The opening of spring football practice in sun-drenched InfoCision Stadium proved to be normal – almost.

As the state of Ohio slowly eases pandemic health orders, vestiges of the ongoing pandemic remain. No stray fans to be seen in the stadium, only football personnel allowed.

Most noticeably: anyone not in a uniform wore a mask. Interviews with coach Tom Arth began on Zoom, the ubiquitous teleconferencing software that likely contributed to the economy not collapsing. 

No, things aren’t back to normal, but there’s a sense that it could be coming and with it comes the optimism, his default mood, that Arth possesses.

He’s happy to be back on the field and judging from the enthusiasm from his players during a brisk practice in shells and shorts, they were feeling it, too.

“That’s the most exciting thing for me,” Arth said. “We have this opportunity to develop our team from a football perspective, camaraderie. Just everything that goes along with it. So much of that happens on the practice field, in the meeting room and all of those things.”

Arth said 115 student-athletes fill his roster. Of that number, only approximately 15 have any spring practice experience. The current roster includes about 10 players who enrolled early. He considers this period that will last until the Friday before Easter to be huge.

“A significant amount,” he said when asked what could be learned given the relative inexperience on the roster. “For us, last year, spring ball was so important for us as a team.  As young as we were, to lose all 15 practices of spring was very devastating to our program and probably affected more than some other programs that are more established. It was a really big challenge and I thought we met it and I thought we overcame it in a lot of ways.”

Indeed. After it looked as if the Mid-American Conference wasn’t going to play football at all last year, teams participated in a truncated six-game season. The Zips won their first game under Arth, a victory over Bowling Green, and showed some improvement. The reality is that no team should be judged by what transpired last season, given the pandemic.

Still, Arth said that season can be built upon this spring, which will not include a spring game or showcase as in years past, by mastering what they did well and improving what they didn’t.

He’s confident in the offseason work, including work with director of athletic performance, Deonte Mack.

Even with the optimism that Arth has, he’s wary when it comes to predicting whether normalcy returns in a reasonable fashion in the fall.

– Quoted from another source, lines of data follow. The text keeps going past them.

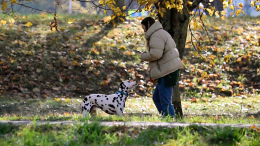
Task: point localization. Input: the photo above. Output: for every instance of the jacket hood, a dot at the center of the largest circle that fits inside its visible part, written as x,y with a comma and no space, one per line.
157,25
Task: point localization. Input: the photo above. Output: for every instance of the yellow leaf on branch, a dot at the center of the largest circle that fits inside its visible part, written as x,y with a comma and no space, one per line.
28,24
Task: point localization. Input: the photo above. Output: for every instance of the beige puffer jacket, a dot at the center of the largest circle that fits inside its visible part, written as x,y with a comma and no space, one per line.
163,56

“I don’t want to speculate on things I have no control over," he said. "I don’t want to worry about things I have no control over. I don’t want to put a timeline on it because I don’t know.

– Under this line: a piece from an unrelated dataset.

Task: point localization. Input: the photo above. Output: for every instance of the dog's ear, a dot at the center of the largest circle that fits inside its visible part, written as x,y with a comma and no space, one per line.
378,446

"And I don’t want to find myself in the season and we’re still in this COVID world and I’m upset and disappointed, so we’re taking it day by day and the protocols that exist and are in place right now, I think we’re handling right now and we’ve found a way to do everything we need to do within those protocols.”

University of Akron quarterback Zach Gibson will have competition in the form of former starter Kato Nelson and transfer D.J. Irons as the Zips begin spring practice. [Jeff Lange/Beacon Journal]

At the helm

Looking at the practice field, it’s difficult to not notice 6-foot-6 quarterback D.J. Irons, junior college transfer from Iowa Central Community College.

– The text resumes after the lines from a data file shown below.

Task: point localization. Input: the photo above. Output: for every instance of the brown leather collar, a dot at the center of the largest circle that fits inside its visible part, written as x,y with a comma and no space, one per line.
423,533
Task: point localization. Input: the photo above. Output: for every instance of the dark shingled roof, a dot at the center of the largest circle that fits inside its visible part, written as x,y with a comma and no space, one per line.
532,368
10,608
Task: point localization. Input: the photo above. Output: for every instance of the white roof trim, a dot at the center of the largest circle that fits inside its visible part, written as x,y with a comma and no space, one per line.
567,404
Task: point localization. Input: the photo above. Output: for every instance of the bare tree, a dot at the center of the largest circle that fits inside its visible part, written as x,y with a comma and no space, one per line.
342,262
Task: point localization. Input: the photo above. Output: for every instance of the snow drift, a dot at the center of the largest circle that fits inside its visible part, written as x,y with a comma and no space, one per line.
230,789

His presence along with Kato Nelson, who returns after recovering from a shoulder injury and is 100 percent for the first time since 2019, and last year's starter Zach Gibson give UA a quarterback room with unique potential.

“It’s definitely as interesting as it’s been,” he said. “There’s more competition at that position that there’s ever been. We can have a really competitive spring. The hope is that level of competition raises all of our performances.”

Paying respects

Arth had nothing but kind words for Director of Athletics Larry Williams, who will be departing this summer after his contract expires. He recognized the challenges – four presidents in almost six years at UA along with COVID in the past year – with which he’s contended. He called his stewardship impressive.

“I wish he was going to have the opportunity to be at the University of Akron and part of our program as we continue to develop and grow this thing,” he said. “He always will be, but I wish we could have made it happen a lot sooner.”